Assuming they’ll want to, will the post-Trump administration be able to restore the policies (i.e. environmental) as quickly and easily as those policies were taken apart?

First, this question might’ve been better to post in GQ, as it does have a [number of] factual answer[s]. (ETA: you could report your post and ask a moderator to move it to GQ, and avoid some perhaps sarcastic future replies. Just a suggestion, I am not a SD moderator.)

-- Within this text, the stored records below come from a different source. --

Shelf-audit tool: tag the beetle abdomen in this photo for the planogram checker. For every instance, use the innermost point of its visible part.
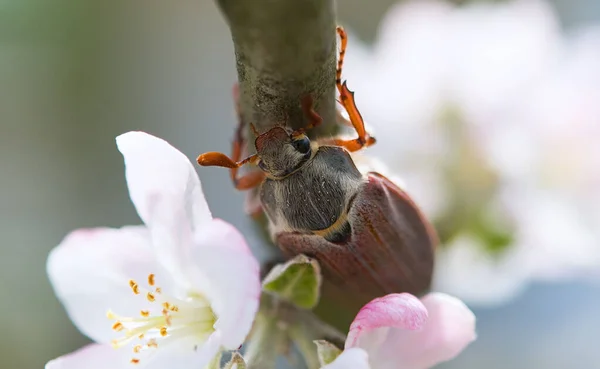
(390, 247)
(314, 197)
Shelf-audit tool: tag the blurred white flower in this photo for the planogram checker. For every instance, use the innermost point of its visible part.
(177, 291)
(398, 331)
(490, 114)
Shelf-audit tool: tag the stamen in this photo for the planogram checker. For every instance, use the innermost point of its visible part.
(151, 279)
(134, 287)
(192, 316)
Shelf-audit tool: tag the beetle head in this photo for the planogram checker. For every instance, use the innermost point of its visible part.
(282, 151)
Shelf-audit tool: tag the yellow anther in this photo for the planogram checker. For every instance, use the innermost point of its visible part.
(134, 287)
(151, 279)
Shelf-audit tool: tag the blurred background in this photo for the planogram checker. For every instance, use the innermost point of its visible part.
(496, 116)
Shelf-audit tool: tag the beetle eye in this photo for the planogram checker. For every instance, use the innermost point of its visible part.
(262, 166)
(302, 145)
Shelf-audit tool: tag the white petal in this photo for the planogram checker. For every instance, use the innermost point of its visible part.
(94, 356)
(228, 274)
(97, 356)
(90, 272)
(353, 358)
(167, 194)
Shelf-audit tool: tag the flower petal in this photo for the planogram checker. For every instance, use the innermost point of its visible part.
(228, 274)
(449, 329)
(90, 272)
(167, 194)
(399, 310)
(98, 356)
(354, 358)
(94, 356)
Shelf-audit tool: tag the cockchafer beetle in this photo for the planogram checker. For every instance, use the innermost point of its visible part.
(368, 235)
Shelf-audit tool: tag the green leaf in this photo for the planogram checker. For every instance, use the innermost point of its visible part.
(297, 281)
(327, 352)
(236, 362)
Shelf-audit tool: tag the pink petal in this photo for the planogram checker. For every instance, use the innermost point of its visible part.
(167, 194)
(449, 329)
(97, 356)
(352, 358)
(228, 274)
(90, 272)
(398, 310)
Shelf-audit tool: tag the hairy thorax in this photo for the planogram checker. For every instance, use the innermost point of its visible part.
(315, 197)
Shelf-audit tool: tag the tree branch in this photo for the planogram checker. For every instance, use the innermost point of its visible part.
(285, 49)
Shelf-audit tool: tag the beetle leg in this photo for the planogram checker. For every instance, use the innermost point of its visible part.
(344, 42)
(218, 159)
(347, 100)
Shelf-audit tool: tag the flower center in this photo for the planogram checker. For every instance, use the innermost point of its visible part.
(167, 319)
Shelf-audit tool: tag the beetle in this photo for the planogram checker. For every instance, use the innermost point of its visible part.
(367, 234)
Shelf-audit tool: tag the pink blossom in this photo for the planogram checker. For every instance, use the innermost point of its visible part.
(399, 331)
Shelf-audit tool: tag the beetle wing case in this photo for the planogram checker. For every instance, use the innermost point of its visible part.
(390, 246)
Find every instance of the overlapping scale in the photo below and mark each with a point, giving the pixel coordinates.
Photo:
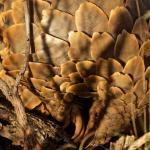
(83, 50)
(119, 19)
(126, 46)
(90, 18)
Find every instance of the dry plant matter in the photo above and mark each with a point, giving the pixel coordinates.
(85, 64)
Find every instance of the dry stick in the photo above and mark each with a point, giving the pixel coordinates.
(140, 141)
(29, 141)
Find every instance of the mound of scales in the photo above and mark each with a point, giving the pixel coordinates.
(83, 51)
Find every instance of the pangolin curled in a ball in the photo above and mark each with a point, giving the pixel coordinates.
(84, 51)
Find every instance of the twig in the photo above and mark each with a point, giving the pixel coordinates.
(50, 135)
(140, 141)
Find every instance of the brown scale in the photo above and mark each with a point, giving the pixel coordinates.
(84, 50)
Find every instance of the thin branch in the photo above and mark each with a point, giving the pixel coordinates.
(140, 141)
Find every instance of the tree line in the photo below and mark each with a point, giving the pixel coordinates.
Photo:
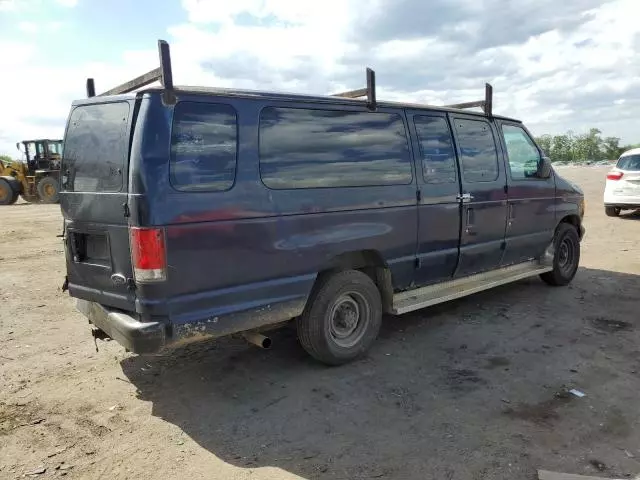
(582, 148)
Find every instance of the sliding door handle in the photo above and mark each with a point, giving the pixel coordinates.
(465, 197)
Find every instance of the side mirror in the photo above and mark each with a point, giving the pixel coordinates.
(544, 168)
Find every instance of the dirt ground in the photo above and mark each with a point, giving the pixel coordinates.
(473, 389)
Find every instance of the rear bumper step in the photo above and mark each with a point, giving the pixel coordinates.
(134, 335)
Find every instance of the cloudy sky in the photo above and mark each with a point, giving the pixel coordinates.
(557, 64)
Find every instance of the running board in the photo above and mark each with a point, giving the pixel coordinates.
(411, 300)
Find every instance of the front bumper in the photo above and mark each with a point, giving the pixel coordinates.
(132, 334)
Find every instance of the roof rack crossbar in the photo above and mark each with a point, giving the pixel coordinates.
(486, 104)
(162, 73)
(369, 91)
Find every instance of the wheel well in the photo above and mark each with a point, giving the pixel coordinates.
(369, 262)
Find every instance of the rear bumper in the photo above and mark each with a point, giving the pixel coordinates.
(625, 201)
(134, 335)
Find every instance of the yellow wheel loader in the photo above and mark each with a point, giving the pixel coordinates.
(37, 179)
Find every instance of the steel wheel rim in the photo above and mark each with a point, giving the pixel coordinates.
(566, 255)
(348, 319)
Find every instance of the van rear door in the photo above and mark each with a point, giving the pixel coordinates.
(94, 199)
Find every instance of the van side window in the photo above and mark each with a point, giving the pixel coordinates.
(478, 154)
(436, 146)
(203, 147)
(522, 152)
(303, 148)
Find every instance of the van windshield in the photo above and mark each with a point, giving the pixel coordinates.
(629, 162)
(95, 148)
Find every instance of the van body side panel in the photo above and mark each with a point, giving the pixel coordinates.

Second, the simple answer is NO, restoring previous policies will require actions similar to those that were required to set the policies in the first place. In the case of general policies that were originally established or dismantled via Executive Order, then a new EO might do it. However, many federal policies are actually rules and priorities set within the various executive departments and agencies. Restoring things like environmental safeguards and financial regulations which have been scrapped by the current administration will take investigation, validation, written establishment and propagation within each federal entity, driven by the new appointed heads of those entities. That takes a lot longer and requires more effort (including painstaking study/justification if we’re going to be duly diligent) than does careless dismantling.

How quickly a new administration could “restore policies” depends greatly on how those policies were repealed. The easiest would be those done through executive orders or other administrative directives. An executive order is a directive from the President to the executive branch on how to enforce a law, and can be reversed or changed pretty much as quickly as it takes the new President to draft up and sign a new one. The new Administration should take some time to thoroughly vet the Executive Order, lest you end up with the three iterations of Trump’s Muslim ban. Also, cabinet secretaries and agency heads have some discretion in how they administer and enforce the laws under their purview that can be changed relatively quickly.

As xenophon41 notes, changing federal rules is a more laborious endeavor that requires the agency to go through a formal process that involves analysis of costs/benefits, posting for public comment, etc. New cabinet secretaries could begin the process pretty quickly, but depending on the complexity of the rule it could take many months before an agency could enact a new (or restore an old) rule.

Importantly, however, most of the rules repeals that were effected early in Trump’s term were done through the Congressional Review Act. This allows Congress to invalidate, through a joint resolution subject to Presidential veto, a rule within sixty legislative days of its enactment. The law also states that the agency cannot reissue the same rule or a substantially similar rule unless specifically authorized to do so by new legislation. Fourteen Obama-era rules were repealed through this procedure during the first five months of Trump’s term. So you would need an act of Congress to restore those rules, subject to all the challenges that presents.

There’s also a difference between undoing a policy, and undoing the results of that policy. Take the EPA, for instance: It’s a policy change that the EPA no longer considers pollution to be within its purview. So big industries will now start polluting like crazy. Even if, in 2021, the new EPA leadership decides to start doing their job again, there will still be those years worth of pollution in the environment, and it’s going to take a lot longer to get them back out.